All those things coming together into the air creates a storm. And this particular one was visible from space, and it’s all particularly bad news, considering the fact that other than the one fire that was lit by a gender reveal party gone wrong, most of these fires in California that are burning now were started by lightning. So you have the fire generating its own source of new fires. We don’t know if that’s actually happened with this particular case, but it’s creating the stuff that could cause another fire.
IRA FLATOW: All right, and your final story is a mind-cleansing one. It’s about the moon is rusting. That means we’re going to have to send a lot of WD-40 with the next Rovers or astronauts that we send to the moon.
MAGGIE KOERTH: Right. It’s going to get all squeaky up there. You’re going to have to lube it up. So it turns out that these researchers have discovered that the moon probably has other ways of getting these necessary ingredients.

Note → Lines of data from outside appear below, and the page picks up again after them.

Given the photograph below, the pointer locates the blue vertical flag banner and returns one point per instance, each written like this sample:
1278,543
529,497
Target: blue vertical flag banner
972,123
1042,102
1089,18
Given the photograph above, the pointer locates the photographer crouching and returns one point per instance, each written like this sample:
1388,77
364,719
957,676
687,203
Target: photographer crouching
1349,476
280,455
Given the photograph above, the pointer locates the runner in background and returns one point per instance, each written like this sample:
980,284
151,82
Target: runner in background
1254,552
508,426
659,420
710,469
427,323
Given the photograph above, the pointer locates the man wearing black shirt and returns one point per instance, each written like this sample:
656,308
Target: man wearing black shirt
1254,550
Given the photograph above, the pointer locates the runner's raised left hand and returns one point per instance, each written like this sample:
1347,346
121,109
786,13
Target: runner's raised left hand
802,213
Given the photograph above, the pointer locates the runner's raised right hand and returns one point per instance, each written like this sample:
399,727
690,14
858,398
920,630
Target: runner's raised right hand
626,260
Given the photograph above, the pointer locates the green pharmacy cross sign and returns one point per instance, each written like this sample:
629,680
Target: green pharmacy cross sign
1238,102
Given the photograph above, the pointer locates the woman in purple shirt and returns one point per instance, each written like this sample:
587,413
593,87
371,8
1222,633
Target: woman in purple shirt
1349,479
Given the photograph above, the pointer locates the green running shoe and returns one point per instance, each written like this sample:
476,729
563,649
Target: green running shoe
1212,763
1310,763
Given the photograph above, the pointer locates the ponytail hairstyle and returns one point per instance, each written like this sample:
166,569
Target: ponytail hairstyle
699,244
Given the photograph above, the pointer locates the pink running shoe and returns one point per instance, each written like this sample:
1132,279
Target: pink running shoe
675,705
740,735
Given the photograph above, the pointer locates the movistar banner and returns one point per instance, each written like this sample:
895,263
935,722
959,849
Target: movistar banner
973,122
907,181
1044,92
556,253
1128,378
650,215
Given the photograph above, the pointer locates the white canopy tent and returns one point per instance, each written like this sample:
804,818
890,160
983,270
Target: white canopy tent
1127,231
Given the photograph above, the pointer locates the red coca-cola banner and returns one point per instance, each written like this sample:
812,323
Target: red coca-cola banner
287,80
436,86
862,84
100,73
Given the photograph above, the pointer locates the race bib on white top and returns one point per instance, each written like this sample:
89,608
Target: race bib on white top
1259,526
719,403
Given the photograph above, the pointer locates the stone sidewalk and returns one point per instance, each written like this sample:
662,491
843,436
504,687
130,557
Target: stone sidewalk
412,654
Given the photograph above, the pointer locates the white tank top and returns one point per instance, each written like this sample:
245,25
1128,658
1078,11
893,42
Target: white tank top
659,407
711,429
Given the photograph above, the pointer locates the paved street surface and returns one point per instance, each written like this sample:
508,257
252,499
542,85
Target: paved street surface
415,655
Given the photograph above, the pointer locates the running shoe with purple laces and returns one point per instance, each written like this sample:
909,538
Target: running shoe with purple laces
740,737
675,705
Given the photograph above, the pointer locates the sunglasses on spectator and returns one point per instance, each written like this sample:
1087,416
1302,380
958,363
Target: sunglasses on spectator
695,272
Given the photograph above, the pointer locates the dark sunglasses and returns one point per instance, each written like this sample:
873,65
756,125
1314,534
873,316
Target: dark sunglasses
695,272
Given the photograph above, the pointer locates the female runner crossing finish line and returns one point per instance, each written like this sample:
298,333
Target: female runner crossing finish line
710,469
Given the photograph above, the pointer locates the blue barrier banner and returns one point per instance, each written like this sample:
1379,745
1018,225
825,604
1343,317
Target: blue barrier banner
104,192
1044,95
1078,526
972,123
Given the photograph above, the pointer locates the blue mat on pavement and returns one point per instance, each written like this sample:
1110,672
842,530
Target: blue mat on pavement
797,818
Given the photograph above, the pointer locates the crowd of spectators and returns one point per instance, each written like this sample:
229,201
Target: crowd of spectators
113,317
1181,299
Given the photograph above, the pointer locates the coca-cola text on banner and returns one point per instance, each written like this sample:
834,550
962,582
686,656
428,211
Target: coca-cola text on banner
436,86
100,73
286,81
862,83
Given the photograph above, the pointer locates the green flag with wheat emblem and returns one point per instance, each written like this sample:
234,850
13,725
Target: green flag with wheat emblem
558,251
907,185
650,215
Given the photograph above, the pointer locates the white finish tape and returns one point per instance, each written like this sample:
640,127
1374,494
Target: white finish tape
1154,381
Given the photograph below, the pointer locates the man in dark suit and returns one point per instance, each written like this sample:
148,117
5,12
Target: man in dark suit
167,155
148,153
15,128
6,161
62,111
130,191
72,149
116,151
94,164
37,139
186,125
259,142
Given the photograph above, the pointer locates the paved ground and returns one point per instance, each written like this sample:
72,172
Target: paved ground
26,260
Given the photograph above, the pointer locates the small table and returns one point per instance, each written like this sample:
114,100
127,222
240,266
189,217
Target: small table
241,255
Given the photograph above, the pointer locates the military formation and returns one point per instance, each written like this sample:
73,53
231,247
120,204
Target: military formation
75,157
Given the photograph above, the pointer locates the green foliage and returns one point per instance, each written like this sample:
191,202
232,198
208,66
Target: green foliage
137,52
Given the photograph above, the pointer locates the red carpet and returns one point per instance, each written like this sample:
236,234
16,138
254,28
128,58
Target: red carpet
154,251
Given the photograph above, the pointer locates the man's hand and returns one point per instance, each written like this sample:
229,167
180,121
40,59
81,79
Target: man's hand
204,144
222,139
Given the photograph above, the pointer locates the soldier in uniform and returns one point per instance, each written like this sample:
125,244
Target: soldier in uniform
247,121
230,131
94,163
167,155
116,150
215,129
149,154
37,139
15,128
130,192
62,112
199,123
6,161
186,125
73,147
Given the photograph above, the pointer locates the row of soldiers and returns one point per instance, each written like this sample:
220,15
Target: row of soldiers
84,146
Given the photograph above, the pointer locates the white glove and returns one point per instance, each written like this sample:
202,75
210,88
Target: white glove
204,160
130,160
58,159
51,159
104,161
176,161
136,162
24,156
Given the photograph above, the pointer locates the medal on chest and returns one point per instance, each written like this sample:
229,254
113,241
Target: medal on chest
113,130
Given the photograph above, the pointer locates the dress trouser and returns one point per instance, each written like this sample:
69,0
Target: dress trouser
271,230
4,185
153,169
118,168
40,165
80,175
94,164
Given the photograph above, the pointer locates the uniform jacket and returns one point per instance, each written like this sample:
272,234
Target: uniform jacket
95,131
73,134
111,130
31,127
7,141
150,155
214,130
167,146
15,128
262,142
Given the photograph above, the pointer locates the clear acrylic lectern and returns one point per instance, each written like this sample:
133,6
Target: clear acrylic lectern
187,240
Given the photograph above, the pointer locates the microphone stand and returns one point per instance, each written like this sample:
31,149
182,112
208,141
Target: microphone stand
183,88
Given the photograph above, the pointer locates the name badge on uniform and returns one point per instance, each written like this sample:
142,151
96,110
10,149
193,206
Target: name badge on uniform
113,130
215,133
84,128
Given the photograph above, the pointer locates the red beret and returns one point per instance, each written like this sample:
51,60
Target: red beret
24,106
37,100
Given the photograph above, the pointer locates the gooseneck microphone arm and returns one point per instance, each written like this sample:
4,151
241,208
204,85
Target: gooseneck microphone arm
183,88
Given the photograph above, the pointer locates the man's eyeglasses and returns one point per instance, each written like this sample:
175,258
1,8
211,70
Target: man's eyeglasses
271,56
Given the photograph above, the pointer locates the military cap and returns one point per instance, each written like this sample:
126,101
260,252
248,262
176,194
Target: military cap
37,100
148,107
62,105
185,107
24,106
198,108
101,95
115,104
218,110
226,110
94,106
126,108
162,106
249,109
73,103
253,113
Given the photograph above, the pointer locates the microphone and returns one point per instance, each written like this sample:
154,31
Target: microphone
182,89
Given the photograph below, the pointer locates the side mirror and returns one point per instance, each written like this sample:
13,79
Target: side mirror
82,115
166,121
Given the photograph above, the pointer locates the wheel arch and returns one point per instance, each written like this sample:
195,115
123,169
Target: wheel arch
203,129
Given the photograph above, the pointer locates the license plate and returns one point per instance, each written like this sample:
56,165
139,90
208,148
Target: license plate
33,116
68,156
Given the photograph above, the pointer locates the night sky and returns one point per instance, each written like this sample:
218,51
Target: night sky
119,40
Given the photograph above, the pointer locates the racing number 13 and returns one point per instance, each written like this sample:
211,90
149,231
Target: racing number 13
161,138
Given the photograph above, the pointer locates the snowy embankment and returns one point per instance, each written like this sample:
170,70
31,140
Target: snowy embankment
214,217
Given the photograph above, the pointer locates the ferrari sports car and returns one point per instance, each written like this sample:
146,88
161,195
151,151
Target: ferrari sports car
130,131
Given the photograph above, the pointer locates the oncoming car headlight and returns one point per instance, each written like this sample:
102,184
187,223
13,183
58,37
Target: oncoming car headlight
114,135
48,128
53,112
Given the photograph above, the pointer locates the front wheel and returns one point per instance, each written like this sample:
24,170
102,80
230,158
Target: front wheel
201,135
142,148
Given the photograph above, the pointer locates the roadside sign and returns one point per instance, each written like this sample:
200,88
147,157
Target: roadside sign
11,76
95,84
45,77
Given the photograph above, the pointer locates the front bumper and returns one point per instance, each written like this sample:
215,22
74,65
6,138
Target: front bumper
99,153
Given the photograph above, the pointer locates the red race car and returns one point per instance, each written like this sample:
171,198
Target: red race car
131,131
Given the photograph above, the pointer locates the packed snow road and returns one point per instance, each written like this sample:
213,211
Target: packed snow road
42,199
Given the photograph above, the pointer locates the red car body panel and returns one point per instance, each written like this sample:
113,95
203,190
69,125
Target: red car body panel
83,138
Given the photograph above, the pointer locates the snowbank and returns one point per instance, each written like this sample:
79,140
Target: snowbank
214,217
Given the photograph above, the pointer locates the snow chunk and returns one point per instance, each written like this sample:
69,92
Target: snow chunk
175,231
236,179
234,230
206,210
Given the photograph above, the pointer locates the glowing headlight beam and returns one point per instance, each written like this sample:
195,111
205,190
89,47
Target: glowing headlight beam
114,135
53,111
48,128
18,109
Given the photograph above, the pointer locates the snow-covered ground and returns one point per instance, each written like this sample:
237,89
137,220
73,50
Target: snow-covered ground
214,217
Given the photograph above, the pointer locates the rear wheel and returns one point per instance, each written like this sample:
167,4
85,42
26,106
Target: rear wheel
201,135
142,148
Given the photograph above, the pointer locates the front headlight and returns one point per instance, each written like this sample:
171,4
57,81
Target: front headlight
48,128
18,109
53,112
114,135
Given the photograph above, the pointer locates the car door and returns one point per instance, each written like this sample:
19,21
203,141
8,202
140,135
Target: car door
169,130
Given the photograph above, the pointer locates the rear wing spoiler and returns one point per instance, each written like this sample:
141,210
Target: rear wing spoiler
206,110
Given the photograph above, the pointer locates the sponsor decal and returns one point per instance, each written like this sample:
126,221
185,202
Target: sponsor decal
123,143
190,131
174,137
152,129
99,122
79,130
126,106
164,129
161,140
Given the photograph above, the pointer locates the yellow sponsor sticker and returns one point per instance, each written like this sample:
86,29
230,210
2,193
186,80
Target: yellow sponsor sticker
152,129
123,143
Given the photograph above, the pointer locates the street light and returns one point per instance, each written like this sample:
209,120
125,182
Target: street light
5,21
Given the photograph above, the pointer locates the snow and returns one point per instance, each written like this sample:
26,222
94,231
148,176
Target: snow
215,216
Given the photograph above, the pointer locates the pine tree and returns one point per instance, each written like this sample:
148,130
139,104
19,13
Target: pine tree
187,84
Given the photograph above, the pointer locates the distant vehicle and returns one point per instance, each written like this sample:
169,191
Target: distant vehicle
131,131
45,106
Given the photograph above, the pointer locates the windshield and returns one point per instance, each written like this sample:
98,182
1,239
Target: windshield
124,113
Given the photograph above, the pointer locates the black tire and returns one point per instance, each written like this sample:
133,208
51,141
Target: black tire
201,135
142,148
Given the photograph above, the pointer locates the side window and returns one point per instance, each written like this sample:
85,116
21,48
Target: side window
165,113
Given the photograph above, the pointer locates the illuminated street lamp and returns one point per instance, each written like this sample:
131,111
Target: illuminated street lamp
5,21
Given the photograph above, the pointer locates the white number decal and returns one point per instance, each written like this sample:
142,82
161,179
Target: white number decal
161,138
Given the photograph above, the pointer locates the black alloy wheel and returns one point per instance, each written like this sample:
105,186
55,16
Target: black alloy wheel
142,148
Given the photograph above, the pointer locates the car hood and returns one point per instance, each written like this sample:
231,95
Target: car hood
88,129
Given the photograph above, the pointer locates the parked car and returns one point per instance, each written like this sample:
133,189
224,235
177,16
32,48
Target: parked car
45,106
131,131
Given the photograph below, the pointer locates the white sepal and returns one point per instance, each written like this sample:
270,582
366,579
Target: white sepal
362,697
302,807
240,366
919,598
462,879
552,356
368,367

So what they think is going on is that the oxygen is coming from the time each month during a full moon when the moon is sitting directly in the pointy tail on the backside of our planet’s protective magnetic field. So we have this field all the way around the planet that we think of as protecting us from this damaging radiation of the solar wind. But it kind of goes to a point on the side opposite the sun, and one of the things that it does as it’s doing that big wide cloud at the front, narrow point at the back, is that it’s picking up some traces bits of oxygen from our upper atmosphere and flowing them to this little point.
And so the researchers think that when the moon is lined up with that tail of the magnetosphere that it’s getting some of the oxygen molecules from our atmosphere. Then the water, meanwhile, is possibly coming from tiny molecules of water that are contained in this lunar dust cloud that’s constantly engulfing the moon. That dust cloud also contains bits of iron from rock. So there are times when that iron and the water in the dust cloud can combine with oxygen from the Earth’s upper atmosphere, and the result is rust that is not so mysterious after all.
IRA FLATOW: We all know that from leaving nails outside in the backyard. Thank you, Maggie.
MAGGIE KOERTH: Yeah. Thank you so much.
IRA FLATOW: Maggie Koerth, a Senior Science Reporter at FiveThirtyEight. She’s based out of Minneapolis.